Estaba oscureciendo cuando encontró un violín.

-Mirad lo que he descubierto –comentó risueño entrando en la sala principal.

-¿Sabes tocarlo? –preguntó Folliard.

-Claro que sí.

-Entonces, tócanos algo –terció Billy.

-¿Te parece el momento…? –comenzó Yginio. Se interrumpió al ver el movimiento de cejas de Billy. Lo siguió con los ojos.

Los niños.

Seguían asustados, no habiendo salido de su rincón como si de una madriguera se tratase.

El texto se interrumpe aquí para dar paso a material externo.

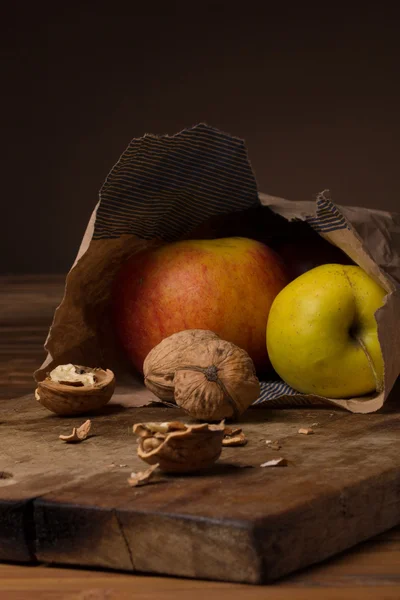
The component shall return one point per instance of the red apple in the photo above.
(224, 285)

Nadie disparaba ya, parecía que iban a tener tregua durante la noche.

-Que sea alegre.

-Por supuesto –sonrió el quinceañero.

Entonó una melodía animada.

-¡Esa está bien! –exclamó Billy marcándose unos pasos de baile -. Eh, niños, ¿sabéis bailar?

-No –respondió la mayor.

Billy se puso en jarras.

-¿No? Venid, os enseñaré.

Le tendía la mano con la más alegre de sus sonrisas.

No tardó en tener a todos los críos alborotados. McSween se sentía incómodo ante la frivolidad de Billy, pero su cuñada estaba encantada; sus hijos habían perdido el brillo de terror, no dudó en unirse a la fiesta.